Fenomena tersebut merupakan sebagian gambaran dari pengelolaan lingkungan yang terjadi di wilayah Priangan. Untuk itu, sangatlah penting kita mengenali dari keempat elemen pengelolaan sumberdaya alam dan lingkungan tersebut (perubahan, kompleksitas, ketidakpastian, konflik) dan memahami bagaimana keempatnya saling berpengaruh, sehingga memiliki peluang bagaimana kita dapat menjadi agen perubahan yang positif.

Pertama, perubahan. Elemen ini mengajarkan bahwa perencana dan pengelola lingkungan harus selalu siap menghadapi perubahan. Baik perubahan lingkungan itu sendiri, maupun perubahan sistem sosial, ekonomi, dan politik yang sering mewarnai proses pengambilan keputusan. Terkait proses pemberhentian sementara proyek Pelabuhan Samudera Bojong Salawe, diakui Kepala Subbidang Pengkajian Analisis Dampak dan Teknik Lingkungan BPLH Pangandaran, Rahlan Herman bahwa secara kasat mata proses pembangunan itu tentu mengubah ekosistem yang ada. Saat ini pun telah terlihat beberapa tanaman mangrove yang berubah. Oleh karena itu, ia meminta komitmen semua pihak untuk menjaga lingkungan melalui penyelesaian dokumen lingkungan.

Kedua, kompleksitas. Di sini, harus kita akui kalau dampak kegiatan manusia terhadap lingkungan memang sesuatu yang sangat kompleks dan tidak selalu dapat dipahami secara utuh. Artinya, bagi perencana dan pengelola lingkungan harus memahami kalau perubahan lingkungan itu tidak semuanya dapat diprediksi sebelumnya. Demikian pula dengan dampak perubahan pembangunan waduk Jadigede di Sumedang. Sebagian aspek dapat diprediksikan, tapi sebagian lainnya sama sekali belum dapat dibayangkan apa implikasi susulan dari perubahan tersebut.

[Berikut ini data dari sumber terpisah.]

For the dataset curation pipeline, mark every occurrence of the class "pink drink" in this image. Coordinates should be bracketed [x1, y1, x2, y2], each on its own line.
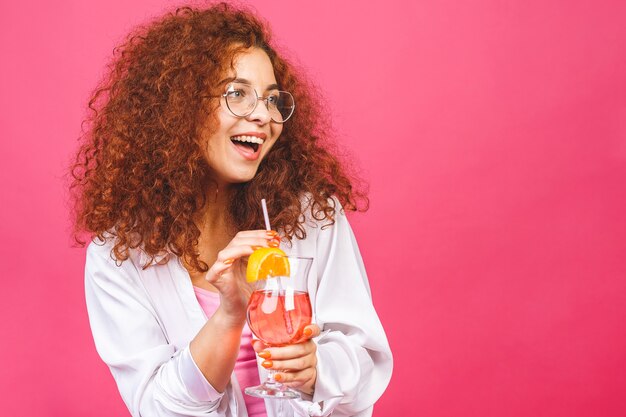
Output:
[247, 290, 312, 346]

Ketiga, ketidakpastian. Keberadaan elemen ini, bagi perencana dan pengambil keputusan harus dipahami betul. Sebab, lingkungan itu dipenuhi ketidakpastian. Artinya, mereka harus berani mengambil keputusan ketika tidak semua informasi dan pemahaman dapat diperoleh secara utuh. Sehingga di sini, perlu sikap kehati-hatian, agar proses pengambilan keputusannya tidak dilakukan secara gegabah.

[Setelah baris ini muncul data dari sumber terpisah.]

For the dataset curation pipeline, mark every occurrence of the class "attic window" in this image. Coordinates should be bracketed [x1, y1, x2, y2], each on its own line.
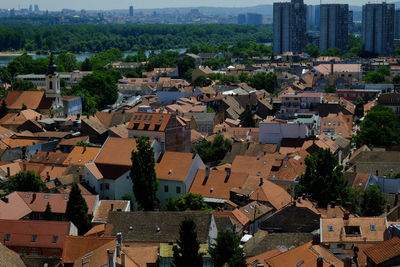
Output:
[25, 194, 31, 198]
[133, 123, 140, 130]
[154, 124, 161, 131]
[370, 225, 376, 231]
[344, 226, 361, 236]
[148, 116, 153, 120]
[5, 234, 10, 241]
[31, 235, 37, 242]
[144, 124, 150, 130]
[296, 260, 304, 267]
[328, 225, 333, 232]
[159, 116, 164, 121]
[64, 195, 68, 200]
[44, 195, 50, 199]
[52, 235, 59, 243]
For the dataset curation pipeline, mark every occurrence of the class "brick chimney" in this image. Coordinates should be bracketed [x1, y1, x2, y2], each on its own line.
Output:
[317, 256, 324, 267]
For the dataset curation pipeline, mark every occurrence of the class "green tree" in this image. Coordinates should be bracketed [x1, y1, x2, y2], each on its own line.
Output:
[363, 66, 391, 84]
[56, 53, 79, 72]
[354, 97, 365, 119]
[12, 80, 36, 91]
[306, 43, 320, 58]
[193, 76, 211, 87]
[130, 136, 158, 211]
[195, 134, 232, 163]
[354, 105, 400, 147]
[177, 56, 195, 77]
[65, 184, 92, 235]
[361, 185, 386, 216]
[209, 231, 247, 267]
[296, 148, 348, 207]
[72, 70, 118, 113]
[163, 193, 210, 211]
[173, 218, 203, 267]
[0, 100, 8, 119]
[2, 171, 45, 194]
[249, 72, 277, 93]
[393, 75, 400, 84]
[325, 85, 336, 93]
[43, 202, 53, 221]
[240, 106, 256, 127]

Keempat, konflik. Adanya perbedaan dan pertentangan kepentingan seringkali muncul dalam pengalokasian sumberdaya dan pengambilan keputusan pengelolaan lingkungan. Menurut Bruce Mitchell, pertentangan tersebut seringkali merefleksikan perbedaan pandangan, ideologi, dan harapan. Untuk itu, adalah tantangan bagi para pengelola lingkungan untuk dapat mengakomodasikan berbagai perbedaan tersebut serta mencari jalan tengah yang dapat diterima semua pihak. 

Akar konflik lingkungan
Tidak bisa dipungkiri, bila berbicara pengelolaan lingkungan dan sumberdaya alam akan dibutuhkan kemampuan untuk menghadapi konflik. Keberadaan konflik ini, akan menghantui kehidupan manusia. Hal ini sesuai dengan pengakuan Johnson dan Duinker (1993), konflik adalah pertentangan antar banyak kepentingan, nilai, tindakan atau arah, serta sudah merupakan bagian yang menyatu sejak kehidupan ada.

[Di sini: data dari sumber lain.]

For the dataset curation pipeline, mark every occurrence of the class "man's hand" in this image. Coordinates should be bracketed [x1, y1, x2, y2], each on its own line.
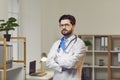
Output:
[54, 55, 57, 60]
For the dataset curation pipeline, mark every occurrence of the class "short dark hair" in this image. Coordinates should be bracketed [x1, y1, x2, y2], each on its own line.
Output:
[59, 14, 76, 25]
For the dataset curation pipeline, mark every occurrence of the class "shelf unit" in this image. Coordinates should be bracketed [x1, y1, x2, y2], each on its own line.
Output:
[79, 35, 120, 80]
[0, 37, 26, 80]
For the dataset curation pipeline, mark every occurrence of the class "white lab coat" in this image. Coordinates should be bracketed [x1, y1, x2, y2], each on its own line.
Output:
[46, 35, 86, 80]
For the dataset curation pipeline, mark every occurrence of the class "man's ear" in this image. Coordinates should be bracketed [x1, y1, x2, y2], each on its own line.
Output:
[73, 25, 75, 27]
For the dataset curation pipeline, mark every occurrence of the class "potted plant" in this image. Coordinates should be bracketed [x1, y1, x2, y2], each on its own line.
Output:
[0, 17, 19, 41]
[84, 40, 92, 50]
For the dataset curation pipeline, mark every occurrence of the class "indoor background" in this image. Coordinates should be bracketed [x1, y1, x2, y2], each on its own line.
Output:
[0, 0, 120, 73]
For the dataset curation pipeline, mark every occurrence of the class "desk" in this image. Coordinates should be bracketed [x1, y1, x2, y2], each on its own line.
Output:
[26, 70, 54, 80]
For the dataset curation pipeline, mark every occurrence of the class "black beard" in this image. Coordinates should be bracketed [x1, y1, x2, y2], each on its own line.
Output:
[61, 29, 72, 37]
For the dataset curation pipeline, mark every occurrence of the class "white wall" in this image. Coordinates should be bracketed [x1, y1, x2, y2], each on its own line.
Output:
[0, 0, 7, 19]
[40, 0, 61, 53]
[0, 0, 8, 37]
[0, 0, 42, 74]
[19, 0, 41, 73]
[40, 0, 120, 53]
[63, 0, 120, 35]
[1, 0, 120, 74]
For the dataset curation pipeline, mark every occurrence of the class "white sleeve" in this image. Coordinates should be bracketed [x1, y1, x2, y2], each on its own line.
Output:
[46, 42, 62, 72]
[56, 40, 86, 69]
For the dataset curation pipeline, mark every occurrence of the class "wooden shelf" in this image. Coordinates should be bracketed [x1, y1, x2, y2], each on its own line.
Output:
[112, 78, 120, 80]
[0, 37, 26, 80]
[79, 35, 120, 80]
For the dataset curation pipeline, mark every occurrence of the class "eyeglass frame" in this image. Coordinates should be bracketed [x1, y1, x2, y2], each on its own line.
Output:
[59, 23, 72, 28]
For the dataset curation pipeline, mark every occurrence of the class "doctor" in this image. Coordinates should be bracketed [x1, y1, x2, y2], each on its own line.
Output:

Pada konteks ini, Dorcey (1986), mengakui pada banyak situasi, terdapat lebih dari satu akar konflik yang muncul. Namun demikian, Dorcey merumuskan ada empat dasar atau akar konflik, yaitu: 1) Perbedaan pengetahuan dan pemahaman; 2) Perbedaan nilai; 3) Perbedaan alokasi keuntungan dan kerugian; 4) Perbedaan karena latar belakang personal dan sejarah kelompok-kelompok yang berkepentingan.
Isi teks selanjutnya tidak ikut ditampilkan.